What you want to know about Traumatic Brain Injury (TBI)
Glossary of Terms
Mihai D. Dimancescu, M.D.
Traumatic Brain Injury
Any injury to the brain sustained after birth. Such injuries include blows to the head,
lack of oxygen from suffocation, smoke inhalation or near drowning, hemorrages, brain
tumors, infections and penetrating wounds.
Cerebral Concussion
A person who receives a blow to the head that is sufficiently firm to cause brief loss
of consciousness (minutes, not hours) and/or amnesia (loss of memory for the event).
These types of injuries do not show up as an abnormality on any testing.

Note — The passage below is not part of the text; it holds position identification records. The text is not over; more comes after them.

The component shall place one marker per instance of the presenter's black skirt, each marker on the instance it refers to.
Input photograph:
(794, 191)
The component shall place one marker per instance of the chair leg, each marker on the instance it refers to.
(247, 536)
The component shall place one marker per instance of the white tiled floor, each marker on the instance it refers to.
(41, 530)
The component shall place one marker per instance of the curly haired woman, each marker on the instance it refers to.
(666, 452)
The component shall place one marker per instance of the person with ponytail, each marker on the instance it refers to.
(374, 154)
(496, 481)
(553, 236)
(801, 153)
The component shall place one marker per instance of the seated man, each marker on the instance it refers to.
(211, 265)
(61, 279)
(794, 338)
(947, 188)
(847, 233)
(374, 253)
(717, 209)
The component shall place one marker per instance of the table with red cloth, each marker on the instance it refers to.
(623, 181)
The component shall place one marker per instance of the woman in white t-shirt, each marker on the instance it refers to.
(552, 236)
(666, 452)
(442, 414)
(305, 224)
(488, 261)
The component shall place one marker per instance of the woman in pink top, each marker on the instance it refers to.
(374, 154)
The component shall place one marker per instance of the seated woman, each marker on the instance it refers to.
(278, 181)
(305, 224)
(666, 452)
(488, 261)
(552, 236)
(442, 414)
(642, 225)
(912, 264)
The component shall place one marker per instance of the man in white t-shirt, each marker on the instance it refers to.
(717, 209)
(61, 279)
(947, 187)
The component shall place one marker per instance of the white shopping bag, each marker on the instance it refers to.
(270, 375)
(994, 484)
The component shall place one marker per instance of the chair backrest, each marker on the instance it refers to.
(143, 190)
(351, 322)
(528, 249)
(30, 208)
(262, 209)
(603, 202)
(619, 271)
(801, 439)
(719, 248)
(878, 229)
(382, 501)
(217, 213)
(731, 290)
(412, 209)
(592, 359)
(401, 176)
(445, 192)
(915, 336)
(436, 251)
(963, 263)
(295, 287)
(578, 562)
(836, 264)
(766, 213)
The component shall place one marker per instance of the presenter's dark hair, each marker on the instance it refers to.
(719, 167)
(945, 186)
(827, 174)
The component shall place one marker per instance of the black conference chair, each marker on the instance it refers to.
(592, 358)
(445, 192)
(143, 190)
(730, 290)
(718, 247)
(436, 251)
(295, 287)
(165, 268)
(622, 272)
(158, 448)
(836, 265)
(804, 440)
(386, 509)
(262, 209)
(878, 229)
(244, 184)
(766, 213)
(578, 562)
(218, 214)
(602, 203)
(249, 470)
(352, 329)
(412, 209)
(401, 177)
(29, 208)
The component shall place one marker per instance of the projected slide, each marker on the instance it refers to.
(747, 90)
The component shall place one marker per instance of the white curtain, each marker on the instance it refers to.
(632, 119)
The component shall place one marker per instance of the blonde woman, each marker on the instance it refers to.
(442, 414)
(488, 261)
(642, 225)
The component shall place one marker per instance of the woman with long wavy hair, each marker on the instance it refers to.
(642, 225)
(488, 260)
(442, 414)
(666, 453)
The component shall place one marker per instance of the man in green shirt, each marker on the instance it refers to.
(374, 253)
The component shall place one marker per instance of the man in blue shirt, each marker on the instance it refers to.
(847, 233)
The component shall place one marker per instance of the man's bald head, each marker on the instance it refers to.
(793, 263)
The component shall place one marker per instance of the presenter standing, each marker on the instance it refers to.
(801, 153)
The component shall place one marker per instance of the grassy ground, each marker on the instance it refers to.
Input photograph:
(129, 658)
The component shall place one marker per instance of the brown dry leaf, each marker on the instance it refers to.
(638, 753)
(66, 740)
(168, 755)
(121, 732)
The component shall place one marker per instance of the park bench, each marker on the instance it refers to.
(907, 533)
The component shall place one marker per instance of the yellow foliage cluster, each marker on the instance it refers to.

Recovery is usually complete with-out any special treatment, but occasionally ability to
concentrate and short term memory may be affected for several months afterwards.
Cerebral Contusion
When a blow to the head is strong enough to cause temporary loss of consciousness
(minutes to hours) and amnesia with tests showing bruises in the brain, the injury is
called a cerebral contusion. The bruises are called hemorragic
contusions and may be large or small, single or multiple. Their size,
number and location determines whether there will be any associated speech difficulties,
reading or writing problems, or any weakness of the arms or legs. Recovery may be
spontaneous and complete or may require many months or years of treatment.
Cerebral Edema
Focal (localized) or diffuse edema (swelling) of the brain frequently accompanies
traumatic brain injuries. Edema with cerebral contusions, hemorrages or brain tumors
is often focal (localized to one area of the brain) or may be diffuse. With infections or
lack of oxygen, the edema is generally diffuse. Diffuse edema usually signals a prolonged
recovery frequently requiring long term treatment. Cerebral edema following a TBI
usually lasts from 3 - 10 days.
Cerebral Hemorrages
Hemorrages of TBI may be outside or inside the brain. Inside the skull the brain
is surrounded by a protective triple-layered covering known as the meninges. These
consist of a thick outer layer called the dura, a very fine middle layer called the
arachnoid and a third fine layer adherent to the surface of the brain called the pia.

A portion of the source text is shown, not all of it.